Der letzte Auftritt

Bundestrainerin Silvia Neid will zum Abschied mit den Fußballerinnen in Rio Gold gewinnen

  • Frank Hellmann, São Paulo
  • Lesedauer: 4 Min.

Die Assistenztrainerinnen Ulrike Ballweg und Steffi Jones oder Torwarttrainer Michael Fuchs haben in dem schwarzen Shirt posiert, auf dem in Großbuchstaben »Germany« aufgedruckt ist und das zur offiziellen Ausstattung deutscher Olympiateilnehmer zählt. Nur Silvia Neid hat sich für das Programmheft, in dem der Deutsche Fußball-Bund (DFB) über seine Frauen- und Männer-Nationalmannschaft im Zeichen der Ringe informiert, anders gekleidet: stilvoll mit Bluse, Blazer und Kettchen. Sieht definitiv besser aus. Es passt auch besser zum Anlass: Wenn die Fußballerinnen mit dem ersten Gruppenspiel gegen den Außenseiter Simbabwe die sportlichen Wettkämpfe aus deutscher Sicht in der Corinthians-Arena von São Paulo eröffnen, dann läuft gleichzeitig die Abschiedstournee der Bundestrainerin an.

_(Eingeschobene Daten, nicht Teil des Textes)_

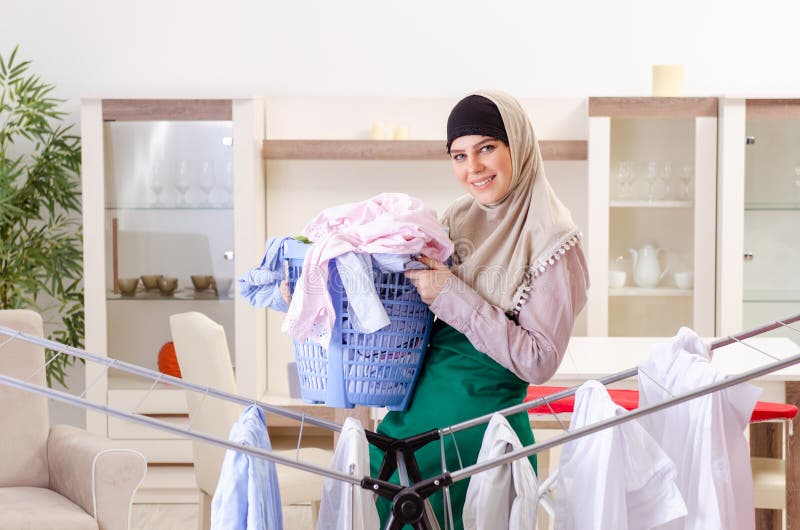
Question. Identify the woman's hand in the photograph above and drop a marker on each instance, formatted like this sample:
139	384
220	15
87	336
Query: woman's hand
430	282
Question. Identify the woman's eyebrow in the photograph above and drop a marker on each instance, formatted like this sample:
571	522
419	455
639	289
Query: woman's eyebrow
474	146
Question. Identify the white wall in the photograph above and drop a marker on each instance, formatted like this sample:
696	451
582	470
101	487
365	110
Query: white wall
415	47
182	48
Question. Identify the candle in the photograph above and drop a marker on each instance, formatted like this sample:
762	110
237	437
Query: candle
401	132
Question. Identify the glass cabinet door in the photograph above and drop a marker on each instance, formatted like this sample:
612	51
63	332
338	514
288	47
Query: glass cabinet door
169	232
771	281
652	176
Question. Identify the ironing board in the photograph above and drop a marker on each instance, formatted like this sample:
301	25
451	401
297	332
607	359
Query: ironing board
629	400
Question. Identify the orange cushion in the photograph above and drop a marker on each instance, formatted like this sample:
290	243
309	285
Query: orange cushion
168	361
629	400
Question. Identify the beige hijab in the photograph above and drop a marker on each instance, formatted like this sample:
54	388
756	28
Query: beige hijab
501	247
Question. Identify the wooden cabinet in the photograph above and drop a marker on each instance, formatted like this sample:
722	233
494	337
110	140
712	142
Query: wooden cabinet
651	190
760	213
172	188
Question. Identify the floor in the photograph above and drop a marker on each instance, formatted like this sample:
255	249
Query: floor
184	517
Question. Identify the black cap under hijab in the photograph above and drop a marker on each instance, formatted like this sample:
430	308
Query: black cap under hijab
475	115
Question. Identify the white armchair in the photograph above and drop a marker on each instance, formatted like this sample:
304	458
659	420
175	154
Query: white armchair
202	352
55	477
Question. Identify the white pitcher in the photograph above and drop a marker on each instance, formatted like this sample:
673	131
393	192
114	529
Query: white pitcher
646	269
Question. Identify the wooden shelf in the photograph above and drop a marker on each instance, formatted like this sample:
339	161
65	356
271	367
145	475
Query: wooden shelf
655	291
778	109
167	109
647	107
650	204
396	150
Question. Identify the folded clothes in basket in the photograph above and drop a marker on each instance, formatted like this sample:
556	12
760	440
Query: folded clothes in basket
389	223
261	285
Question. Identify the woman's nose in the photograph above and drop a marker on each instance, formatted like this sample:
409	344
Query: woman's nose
475	165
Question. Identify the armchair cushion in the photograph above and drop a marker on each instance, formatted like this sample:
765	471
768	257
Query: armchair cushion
95	474
23	460
27	508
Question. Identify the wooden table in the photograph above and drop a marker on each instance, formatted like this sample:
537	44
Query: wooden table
597	357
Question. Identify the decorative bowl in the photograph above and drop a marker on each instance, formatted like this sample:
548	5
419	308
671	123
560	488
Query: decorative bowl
127	286
167	285
150	281
201	282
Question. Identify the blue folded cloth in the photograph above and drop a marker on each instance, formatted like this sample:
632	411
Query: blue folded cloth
261	285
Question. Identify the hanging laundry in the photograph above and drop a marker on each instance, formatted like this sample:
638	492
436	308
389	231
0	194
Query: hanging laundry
503	497
618	477
345	506
364	308
261	285
389	223
703	436
247	495
358	272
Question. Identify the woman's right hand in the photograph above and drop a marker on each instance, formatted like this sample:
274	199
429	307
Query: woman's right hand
284	287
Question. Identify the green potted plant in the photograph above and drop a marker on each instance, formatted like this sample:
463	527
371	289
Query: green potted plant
41	260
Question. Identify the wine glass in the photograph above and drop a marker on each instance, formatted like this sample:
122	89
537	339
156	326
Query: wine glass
183	181
156	181
652	178
205	178
665	180
226	180
625	176
686	181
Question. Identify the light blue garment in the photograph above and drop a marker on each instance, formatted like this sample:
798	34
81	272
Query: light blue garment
247	495
357	272
365	309
261	285
396	262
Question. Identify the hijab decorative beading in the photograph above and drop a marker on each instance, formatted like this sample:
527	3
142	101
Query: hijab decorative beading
500	248
475	115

Nur will die 52-Jährige diesen Fakt nicht überbewerten. »Ich bin total entspannt und genieße jeden Tag. Ich verspüre gar keine Wehmut. Ich habe lange genug die Nationalmannschaft betreut.« Für die künftige Leiterin einer Scouting-Abteilung Frauen- und Mädchenfußball liegt der Fokus darauf, die Ära erst am 19. August im berühmten Maracanã in Rio mit dem Finale enden zu lassen. Acht Jahre diente sie als Assistentin unter Tina Theune, besetzte elf Jahre lang die Chefrolle - selbst ihre bald 34-jährige Kapitänin Saskia Bartusiak kann sich ein Nationalteam ohne Silvia Neid nur schwer vorstellen: »Selbst in meiner langen Karriere als Nationalspielerin war sie immer präsent. Und ihre Erfolge sprechen für sich - das muss ihr erst einmal einer nachmachen.«

Zweimal Europameister (2009 und 2013), einmal Weltmeister (2007) als Höhepunkte - der Tiefpunkt ereignete sich ausgerechnet bei der Heim-WM 2011, als die Fußballlehrerin wie nie zuvor ob ihrer fachlichen Fähigkeiten in die Kritik geriet. Die nach eigener Aussage »ganz schwierige Phase« hätte sie ohne die Rückendeckung des damaligen DFB-Präsidenten Theo Zwanziger kaum durchgestanden.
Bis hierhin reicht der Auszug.